Growth kinetics of WT yeast cells cultured in SD medium +/- Doxycycline (DOX) and transformed with empty vector (pCM) (A), a full-length MPpnrsv expressing plasmid (B) or a truncated MPpnrsvΔHR expressing plasmid (C). (D) Quantitation of cell growth in SD medium+/- DOX of yeast cultures transformed with vector alone or with expressing MPpnrsv and MPpnrsvΔH plasmids. (E) Quantitation of cell growth in SD medium+/- DOX, of WT yeasts transformed with either pCM (lane 1) or with plasmids expressing PNRSV, BMV, CMV, TMV and GLFV MPs (lanes 2, 3, 4, 5 and 6, respectively). Data in D and E, represent the average +/- standard error (s.e.) of at least three independent experiments, each one done in triplicate (p<0.001). (F) Immunodetection of MPpnrsv (lane 3) and MPpnrsvΔHR (lane 1) in protein extracts from yeast cells transformed with the corresponding expression vectors or pCM as negative control (lane 2). (G) The same as in (F), but in protein extracts from yeast cells transformed with pCM (lane 1) or plasmids expressing PNRSV, BMV, CMV, TMV or GLFV MPs (lanes 2, 3, 4, 5 and 6, respectively) Coomassie Blue (CB) stained gel used as loading control).

Figure 2. MPpnrsv expression activates the GCN pathway in a TOR pathway-dependent manner.

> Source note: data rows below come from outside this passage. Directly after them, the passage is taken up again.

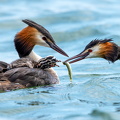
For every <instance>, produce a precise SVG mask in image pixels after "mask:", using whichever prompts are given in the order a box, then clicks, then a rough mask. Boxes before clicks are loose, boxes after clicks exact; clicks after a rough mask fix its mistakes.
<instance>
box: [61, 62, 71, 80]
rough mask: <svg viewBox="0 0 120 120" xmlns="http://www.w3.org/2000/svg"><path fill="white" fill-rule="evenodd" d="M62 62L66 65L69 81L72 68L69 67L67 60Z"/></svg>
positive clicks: (70, 77)
mask: <svg viewBox="0 0 120 120" xmlns="http://www.w3.org/2000/svg"><path fill="white" fill-rule="evenodd" d="M63 64H64V65H66V66H67V69H68V74H69V78H70V81H72V68H71V65H70V64H69V62H63Z"/></svg>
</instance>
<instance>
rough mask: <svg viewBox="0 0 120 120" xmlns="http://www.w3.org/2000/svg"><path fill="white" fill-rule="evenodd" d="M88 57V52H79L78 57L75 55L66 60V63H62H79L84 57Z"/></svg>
mask: <svg viewBox="0 0 120 120" xmlns="http://www.w3.org/2000/svg"><path fill="white" fill-rule="evenodd" d="M88 55H89V52H84V51H83V52H81V53H80V54H78V55H75V56H73V57H71V58H69V59H67V60H66V61H64V62H69V63H74V62H77V61H80V60H82V59H85V57H87V56H88Z"/></svg>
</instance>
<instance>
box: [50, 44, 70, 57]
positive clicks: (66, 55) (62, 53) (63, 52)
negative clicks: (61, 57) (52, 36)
mask: <svg viewBox="0 0 120 120" xmlns="http://www.w3.org/2000/svg"><path fill="white" fill-rule="evenodd" d="M48 44H49V46H50V47H51V48H52V49H53V50H55V51H57V52H58V53H60V54H62V55H64V56H67V57H69V56H68V55H67V54H66V53H65V52H64V51H63V50H62V49H61V48H60V47H58V46H57V45H56V44H55V43H52V42H49V43H48Z"/></svg>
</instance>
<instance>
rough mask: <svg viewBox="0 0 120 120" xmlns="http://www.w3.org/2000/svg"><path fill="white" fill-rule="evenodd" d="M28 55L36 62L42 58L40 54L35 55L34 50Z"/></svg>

(A) Immunodetection of phospho- eIF-2α levels in protein extracts from yeast cells transformed with pCM (lane 1), MPpnrsvΔHR (lane 2) and MPpnrsv (lane 3) expressing plasmids. Yeast cells were growth for 3 hours in SD medium without DOX. Even loading of gels was confirmed by CB staining of membranes after transfer. (B) Disruption of the GCN pathway alleviates the growth defect caused by MPpnrsv expression in yeast. Quantitation of cell growth in SD medium+/- DOX, of WT, gcn2Δ and gcn4Δ yeast strains expressing the MPpnrsv. (C) Rapamycin treatment alleviates the growth defect caused by MPpnrsv expression in yeast. Yeast cells expressing MPpnrsv were grown in SD medium +/- DOX (SD), the same medium with 200 µg/ml cycloheximide (C200), and with 100 µg/ml (R100) or 200 µg/ml (R200) Rapamycin respectively. Data in B and C represent the average +/- s.e. of at least three independent experiments, each one done in triplicate. (p<0.005) (D) Rapamycin treatment blocks phosphorylation of yeast eIF-2α triggered by MPpnrsv expression. Immunodetection of phospho- eIF-2α levels in protein extracts from yeast cells transformed with pCM and MPpnrsv expressing plasmids, grown in SD medium with (+R) or without (-R) 200 µg/ml Rapamycin for three hours. Coomassie Blue (CB) stained gel used as loading control.